Abstract

Immediate verification of whether a patient being examined is correct is desirable, even if the scan ranges change during different examinations for the same patient. This study proposes an advanced biological fingerprint technique for the rapid and reliable verification of various scan ranges in computed tomography (CT) scans of the torso of the same patient. The method comprises the following steps: geometric correction of different scans, local feature extraction, mismatch elimination, and similarity evaluation.

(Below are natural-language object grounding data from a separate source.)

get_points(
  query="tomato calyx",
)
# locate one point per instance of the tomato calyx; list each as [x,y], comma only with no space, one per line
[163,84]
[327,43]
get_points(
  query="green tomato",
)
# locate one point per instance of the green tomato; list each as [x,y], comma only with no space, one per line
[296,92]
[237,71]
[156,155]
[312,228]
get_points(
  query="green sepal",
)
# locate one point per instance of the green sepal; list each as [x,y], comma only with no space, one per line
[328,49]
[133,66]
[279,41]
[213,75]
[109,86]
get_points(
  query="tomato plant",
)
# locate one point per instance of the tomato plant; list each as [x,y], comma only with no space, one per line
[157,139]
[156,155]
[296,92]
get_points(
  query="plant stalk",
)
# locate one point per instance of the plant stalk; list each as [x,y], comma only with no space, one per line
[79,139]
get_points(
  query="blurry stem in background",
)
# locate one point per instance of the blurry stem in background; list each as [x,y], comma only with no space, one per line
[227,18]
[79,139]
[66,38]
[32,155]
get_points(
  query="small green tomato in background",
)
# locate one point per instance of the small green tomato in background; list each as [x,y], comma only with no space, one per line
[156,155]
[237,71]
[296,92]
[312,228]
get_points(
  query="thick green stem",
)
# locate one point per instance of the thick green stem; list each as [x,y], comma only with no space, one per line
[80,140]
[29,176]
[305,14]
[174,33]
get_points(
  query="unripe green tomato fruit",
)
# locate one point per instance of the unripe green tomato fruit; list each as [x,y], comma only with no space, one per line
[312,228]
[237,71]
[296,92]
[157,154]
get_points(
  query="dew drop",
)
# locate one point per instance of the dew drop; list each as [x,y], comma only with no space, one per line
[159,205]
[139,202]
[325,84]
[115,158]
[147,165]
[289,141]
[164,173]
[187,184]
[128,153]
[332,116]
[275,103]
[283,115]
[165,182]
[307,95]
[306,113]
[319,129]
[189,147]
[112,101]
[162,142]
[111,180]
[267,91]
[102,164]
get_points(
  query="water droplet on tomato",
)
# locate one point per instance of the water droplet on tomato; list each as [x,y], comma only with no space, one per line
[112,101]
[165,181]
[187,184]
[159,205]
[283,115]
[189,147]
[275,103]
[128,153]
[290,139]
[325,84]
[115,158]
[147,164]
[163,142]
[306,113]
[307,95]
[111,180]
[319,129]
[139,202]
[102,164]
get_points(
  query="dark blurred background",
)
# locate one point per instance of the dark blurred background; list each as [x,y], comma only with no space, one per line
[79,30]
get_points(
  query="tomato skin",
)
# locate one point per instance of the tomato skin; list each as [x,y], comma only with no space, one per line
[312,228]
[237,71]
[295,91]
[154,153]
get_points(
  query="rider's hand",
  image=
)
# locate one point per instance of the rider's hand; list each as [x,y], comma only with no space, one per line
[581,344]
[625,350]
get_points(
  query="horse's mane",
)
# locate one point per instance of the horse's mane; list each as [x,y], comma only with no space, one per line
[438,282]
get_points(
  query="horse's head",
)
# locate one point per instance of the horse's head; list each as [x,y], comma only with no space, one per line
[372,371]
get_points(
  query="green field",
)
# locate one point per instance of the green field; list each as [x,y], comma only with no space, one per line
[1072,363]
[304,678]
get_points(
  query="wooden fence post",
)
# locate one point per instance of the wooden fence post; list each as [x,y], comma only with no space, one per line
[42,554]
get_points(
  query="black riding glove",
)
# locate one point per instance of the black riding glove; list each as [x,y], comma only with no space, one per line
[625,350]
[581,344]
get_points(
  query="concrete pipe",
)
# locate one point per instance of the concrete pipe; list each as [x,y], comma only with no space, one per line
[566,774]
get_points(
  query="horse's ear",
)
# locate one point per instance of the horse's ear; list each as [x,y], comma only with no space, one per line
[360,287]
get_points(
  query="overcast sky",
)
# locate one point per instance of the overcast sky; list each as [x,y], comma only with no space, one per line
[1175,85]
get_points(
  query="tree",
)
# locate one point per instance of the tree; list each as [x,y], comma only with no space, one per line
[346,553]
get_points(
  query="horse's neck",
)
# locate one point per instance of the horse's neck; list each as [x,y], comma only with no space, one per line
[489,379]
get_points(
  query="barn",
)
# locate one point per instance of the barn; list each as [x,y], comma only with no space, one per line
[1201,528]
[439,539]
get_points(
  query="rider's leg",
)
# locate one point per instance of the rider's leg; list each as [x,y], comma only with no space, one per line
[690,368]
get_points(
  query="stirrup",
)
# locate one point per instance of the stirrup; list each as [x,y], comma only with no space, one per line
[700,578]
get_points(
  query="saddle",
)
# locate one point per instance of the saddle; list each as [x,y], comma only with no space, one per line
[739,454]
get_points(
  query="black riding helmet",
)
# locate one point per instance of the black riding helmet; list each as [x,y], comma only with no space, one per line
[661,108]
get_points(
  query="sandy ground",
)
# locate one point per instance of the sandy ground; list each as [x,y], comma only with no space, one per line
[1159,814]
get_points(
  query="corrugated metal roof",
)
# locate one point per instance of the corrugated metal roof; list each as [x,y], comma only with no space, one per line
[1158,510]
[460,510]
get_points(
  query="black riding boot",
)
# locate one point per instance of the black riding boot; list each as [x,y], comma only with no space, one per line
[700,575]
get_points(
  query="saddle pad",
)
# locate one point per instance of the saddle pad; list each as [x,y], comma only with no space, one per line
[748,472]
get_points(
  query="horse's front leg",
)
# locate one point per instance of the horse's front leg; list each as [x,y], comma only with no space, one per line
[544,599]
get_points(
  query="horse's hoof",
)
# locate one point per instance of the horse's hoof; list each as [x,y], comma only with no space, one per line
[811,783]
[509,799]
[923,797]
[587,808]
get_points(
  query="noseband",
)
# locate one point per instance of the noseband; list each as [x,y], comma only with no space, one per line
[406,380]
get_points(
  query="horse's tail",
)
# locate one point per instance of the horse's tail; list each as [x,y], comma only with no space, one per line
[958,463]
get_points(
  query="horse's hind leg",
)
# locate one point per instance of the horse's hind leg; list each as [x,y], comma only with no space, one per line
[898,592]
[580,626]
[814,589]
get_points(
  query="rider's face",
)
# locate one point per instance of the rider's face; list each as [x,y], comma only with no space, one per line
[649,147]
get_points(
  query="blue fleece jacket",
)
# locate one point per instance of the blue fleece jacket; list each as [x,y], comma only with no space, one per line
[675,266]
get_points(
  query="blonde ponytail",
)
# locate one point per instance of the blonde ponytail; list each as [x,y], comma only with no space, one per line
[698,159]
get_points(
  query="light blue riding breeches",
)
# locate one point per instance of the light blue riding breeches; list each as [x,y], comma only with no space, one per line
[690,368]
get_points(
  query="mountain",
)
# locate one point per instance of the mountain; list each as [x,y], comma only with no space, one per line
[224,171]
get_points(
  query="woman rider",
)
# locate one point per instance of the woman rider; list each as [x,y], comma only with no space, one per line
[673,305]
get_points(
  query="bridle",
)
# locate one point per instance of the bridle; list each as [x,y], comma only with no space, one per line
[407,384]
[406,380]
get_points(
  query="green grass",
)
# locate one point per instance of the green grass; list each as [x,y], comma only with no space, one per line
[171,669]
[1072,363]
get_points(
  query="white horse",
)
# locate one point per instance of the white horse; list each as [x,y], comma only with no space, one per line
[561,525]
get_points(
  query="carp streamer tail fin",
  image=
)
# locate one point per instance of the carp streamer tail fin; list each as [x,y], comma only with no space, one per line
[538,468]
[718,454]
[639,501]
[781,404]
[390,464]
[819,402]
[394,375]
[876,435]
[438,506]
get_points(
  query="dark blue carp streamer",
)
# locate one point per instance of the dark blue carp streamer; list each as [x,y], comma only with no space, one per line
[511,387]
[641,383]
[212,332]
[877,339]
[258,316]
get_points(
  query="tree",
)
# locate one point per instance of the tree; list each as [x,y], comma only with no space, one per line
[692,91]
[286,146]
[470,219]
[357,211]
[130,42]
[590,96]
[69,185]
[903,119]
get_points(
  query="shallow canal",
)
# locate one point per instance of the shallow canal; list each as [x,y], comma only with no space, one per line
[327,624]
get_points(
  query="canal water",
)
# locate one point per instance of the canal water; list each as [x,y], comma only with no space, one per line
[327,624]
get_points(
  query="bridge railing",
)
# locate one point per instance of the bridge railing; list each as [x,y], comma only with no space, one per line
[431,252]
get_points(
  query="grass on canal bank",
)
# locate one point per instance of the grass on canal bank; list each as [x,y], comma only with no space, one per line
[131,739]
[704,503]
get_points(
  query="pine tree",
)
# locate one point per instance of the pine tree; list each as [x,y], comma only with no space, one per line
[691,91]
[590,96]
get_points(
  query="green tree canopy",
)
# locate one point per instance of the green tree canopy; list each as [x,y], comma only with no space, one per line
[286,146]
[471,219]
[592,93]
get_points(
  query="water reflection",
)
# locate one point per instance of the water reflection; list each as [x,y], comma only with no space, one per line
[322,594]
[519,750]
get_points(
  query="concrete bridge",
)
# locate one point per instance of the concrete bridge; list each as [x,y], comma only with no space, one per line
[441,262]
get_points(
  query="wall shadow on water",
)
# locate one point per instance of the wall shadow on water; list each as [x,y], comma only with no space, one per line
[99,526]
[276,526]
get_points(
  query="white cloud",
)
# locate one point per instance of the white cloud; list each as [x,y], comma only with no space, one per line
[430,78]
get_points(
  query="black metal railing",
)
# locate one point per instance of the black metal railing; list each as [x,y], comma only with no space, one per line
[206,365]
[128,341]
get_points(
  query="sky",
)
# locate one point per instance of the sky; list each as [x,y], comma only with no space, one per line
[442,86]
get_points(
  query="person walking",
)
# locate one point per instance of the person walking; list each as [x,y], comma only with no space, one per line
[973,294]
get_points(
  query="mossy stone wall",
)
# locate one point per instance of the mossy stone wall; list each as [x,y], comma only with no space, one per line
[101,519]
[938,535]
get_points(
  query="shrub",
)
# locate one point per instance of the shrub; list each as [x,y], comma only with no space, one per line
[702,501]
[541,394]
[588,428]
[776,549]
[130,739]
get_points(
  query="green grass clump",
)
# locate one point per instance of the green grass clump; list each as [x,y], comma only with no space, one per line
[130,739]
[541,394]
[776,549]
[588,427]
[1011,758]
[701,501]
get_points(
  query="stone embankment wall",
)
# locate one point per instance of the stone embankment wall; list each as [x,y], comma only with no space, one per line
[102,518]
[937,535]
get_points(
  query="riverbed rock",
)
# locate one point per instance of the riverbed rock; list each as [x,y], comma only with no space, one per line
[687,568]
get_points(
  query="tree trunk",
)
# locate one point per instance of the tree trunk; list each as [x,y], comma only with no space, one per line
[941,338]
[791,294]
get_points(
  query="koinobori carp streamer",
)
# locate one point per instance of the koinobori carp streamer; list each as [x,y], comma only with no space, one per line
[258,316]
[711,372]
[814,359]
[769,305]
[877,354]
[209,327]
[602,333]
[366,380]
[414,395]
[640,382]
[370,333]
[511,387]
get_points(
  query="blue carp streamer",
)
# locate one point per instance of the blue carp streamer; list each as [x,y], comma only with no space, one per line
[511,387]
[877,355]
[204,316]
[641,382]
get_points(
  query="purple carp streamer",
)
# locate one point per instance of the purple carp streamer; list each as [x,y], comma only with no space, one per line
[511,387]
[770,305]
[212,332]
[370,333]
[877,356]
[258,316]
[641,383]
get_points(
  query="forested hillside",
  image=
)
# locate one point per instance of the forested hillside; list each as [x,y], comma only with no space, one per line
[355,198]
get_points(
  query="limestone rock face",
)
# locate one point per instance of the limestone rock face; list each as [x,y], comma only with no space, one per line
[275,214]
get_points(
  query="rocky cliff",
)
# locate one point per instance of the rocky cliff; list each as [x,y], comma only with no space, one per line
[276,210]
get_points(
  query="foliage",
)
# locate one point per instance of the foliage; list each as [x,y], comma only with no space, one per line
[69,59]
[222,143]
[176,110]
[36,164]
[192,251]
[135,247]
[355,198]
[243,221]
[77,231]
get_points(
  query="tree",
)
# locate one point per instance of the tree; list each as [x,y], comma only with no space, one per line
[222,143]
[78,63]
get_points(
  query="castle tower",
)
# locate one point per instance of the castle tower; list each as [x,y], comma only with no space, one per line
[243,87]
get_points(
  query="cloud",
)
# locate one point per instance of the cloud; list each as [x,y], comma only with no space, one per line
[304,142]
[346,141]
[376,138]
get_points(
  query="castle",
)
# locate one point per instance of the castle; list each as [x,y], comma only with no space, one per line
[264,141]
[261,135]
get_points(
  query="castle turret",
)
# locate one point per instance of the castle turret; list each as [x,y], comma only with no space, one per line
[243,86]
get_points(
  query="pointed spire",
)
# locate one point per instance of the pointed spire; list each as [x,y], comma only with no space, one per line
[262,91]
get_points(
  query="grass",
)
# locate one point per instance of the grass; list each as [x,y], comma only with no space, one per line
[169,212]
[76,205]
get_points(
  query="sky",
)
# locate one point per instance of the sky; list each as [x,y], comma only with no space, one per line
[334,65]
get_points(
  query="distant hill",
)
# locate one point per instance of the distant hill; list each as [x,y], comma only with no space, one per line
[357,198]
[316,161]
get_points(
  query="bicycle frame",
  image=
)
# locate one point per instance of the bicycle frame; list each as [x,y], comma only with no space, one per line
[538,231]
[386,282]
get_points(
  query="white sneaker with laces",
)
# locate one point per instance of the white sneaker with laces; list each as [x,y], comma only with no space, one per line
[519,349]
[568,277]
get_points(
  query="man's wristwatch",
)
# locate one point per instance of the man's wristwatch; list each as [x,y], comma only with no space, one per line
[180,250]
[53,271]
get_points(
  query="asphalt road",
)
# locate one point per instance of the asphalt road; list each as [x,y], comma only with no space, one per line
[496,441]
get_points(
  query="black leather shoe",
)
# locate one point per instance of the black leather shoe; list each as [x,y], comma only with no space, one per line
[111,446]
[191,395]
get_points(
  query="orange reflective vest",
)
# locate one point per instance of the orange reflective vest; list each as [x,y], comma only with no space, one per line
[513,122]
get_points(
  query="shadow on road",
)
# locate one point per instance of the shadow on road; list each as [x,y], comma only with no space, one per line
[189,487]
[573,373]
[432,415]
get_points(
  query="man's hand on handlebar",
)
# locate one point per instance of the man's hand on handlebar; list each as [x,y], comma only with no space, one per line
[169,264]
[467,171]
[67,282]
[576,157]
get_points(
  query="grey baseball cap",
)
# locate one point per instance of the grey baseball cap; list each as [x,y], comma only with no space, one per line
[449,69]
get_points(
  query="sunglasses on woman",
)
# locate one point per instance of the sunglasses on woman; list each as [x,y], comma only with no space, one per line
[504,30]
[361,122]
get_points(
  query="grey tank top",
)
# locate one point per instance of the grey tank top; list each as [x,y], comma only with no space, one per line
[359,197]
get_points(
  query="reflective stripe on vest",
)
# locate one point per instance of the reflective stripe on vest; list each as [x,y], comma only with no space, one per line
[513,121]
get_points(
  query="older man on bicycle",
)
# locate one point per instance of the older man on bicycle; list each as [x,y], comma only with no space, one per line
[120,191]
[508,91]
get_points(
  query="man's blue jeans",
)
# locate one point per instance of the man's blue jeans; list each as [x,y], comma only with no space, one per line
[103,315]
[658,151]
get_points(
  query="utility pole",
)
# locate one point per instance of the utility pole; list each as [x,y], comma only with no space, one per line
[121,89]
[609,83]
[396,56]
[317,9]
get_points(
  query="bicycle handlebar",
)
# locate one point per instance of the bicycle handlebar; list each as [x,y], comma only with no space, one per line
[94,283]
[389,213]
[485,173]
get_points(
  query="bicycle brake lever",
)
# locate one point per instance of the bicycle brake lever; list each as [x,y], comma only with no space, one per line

The geometric magnification correction was aligned at the scanner table height in the first two steps, and the local maxima were calculated as the local features. In the third step, local features from the follow-up scout image are matched to those in the corresponding baseline scout image via template matching and outlier elimination via a robust estimator. We evaluated the correspondence rate based on the inlier ratio between corresponding scout images. The ratio of inliers between the baseline and follow-up scout images was assessed as the similarity score. The clinical dataset, including chest, abdomen-pelvis, and chest-abdomen-pelvis scans, included 600 patients (372 men, 68 ± 12years) who underwent two routine torso CT examinations. The highest area under the receiver operating characteristic curve (AUC) was 0.996, which was sufficient for patient verification. Moreover, the verification results were comparable to the conventional method, which uses scout images in the same scan range. Patient identity verification was achieved before the main scan, even in follow-up torso CT, under different scan ranges.